Spontaneous acoustic emission from strong ionizing shocks

Abstract

Dyakov (1954) and Kontorovich (1957) formulated the conditions for corrugation instability of shock waves as well as for spontaneous emission of sound and entropy-vortex waves from them. For the first time since then, it is shown here that physical circumstances do exist under which shocks in gases spontaneously emit sound waves. Such circumstances are provided by strong ionizing shocks. In order to see that, the coefficient of reflection of an acoustic wave from a shock is derived as a function of the wave's frequency and the ionization degree. Spontaneous emission of sound occurs when the reflection coefficient becomes infinitely large. It is shown that the relevant frequency range for the occurrence of spontaneous emission is that for which the electrons are not in local thermodynamic equilibrium with the heavy particles.
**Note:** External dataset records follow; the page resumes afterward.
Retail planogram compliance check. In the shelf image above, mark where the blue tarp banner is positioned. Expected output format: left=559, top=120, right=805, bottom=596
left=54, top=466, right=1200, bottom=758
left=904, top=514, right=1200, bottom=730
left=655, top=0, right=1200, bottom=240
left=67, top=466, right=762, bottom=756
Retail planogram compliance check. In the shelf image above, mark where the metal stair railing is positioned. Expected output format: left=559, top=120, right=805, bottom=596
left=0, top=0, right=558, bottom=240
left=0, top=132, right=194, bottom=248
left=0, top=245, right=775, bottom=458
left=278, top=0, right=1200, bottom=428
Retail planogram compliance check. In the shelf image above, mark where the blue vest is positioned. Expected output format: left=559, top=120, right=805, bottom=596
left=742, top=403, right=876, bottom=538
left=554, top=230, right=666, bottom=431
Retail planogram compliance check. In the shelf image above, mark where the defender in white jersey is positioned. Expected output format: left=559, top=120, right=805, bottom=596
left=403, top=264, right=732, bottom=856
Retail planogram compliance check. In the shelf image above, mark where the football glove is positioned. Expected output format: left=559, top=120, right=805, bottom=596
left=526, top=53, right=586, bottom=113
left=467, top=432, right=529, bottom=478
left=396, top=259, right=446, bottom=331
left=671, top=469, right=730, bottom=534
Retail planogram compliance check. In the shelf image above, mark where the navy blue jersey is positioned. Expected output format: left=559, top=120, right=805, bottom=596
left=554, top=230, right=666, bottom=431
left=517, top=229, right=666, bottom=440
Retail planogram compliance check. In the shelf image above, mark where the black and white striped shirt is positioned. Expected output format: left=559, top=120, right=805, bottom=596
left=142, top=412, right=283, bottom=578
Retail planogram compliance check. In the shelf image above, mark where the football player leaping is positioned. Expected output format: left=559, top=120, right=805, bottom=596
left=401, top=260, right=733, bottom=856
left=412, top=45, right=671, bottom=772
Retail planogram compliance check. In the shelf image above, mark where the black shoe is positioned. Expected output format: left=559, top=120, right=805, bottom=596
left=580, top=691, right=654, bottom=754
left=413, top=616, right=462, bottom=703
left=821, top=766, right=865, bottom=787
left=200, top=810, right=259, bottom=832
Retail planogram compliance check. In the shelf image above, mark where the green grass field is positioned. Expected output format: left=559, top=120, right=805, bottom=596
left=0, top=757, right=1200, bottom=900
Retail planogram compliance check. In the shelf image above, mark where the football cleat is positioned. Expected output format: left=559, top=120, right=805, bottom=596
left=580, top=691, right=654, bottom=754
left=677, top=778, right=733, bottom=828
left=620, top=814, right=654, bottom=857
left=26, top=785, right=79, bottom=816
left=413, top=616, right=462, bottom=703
The special properties of acoustic perturbations behind the ionizing shock are considered for this frequency range and the sound velocity in a partially ionized gas is derived. In addition, the condition for spontaneous emission of sound is modified in order to take into account the difference between the electrons and heavy-particle perturbed temperatures. It is shown, by numerical calculations, that the criterion for spontaneous emission is satisfied behind ionizing shocks in argon. In particular, for an initial pressure of 5 Torr, the threshold for the occurrence of the spontaneous emission is found to be M1 = 15. This critical value of the shock Mach number, as well as other calculated physical features, agree very well with those obtained experimentally by Glass & Liu (1978) who observed the occurrence of instability behind shocks in argon.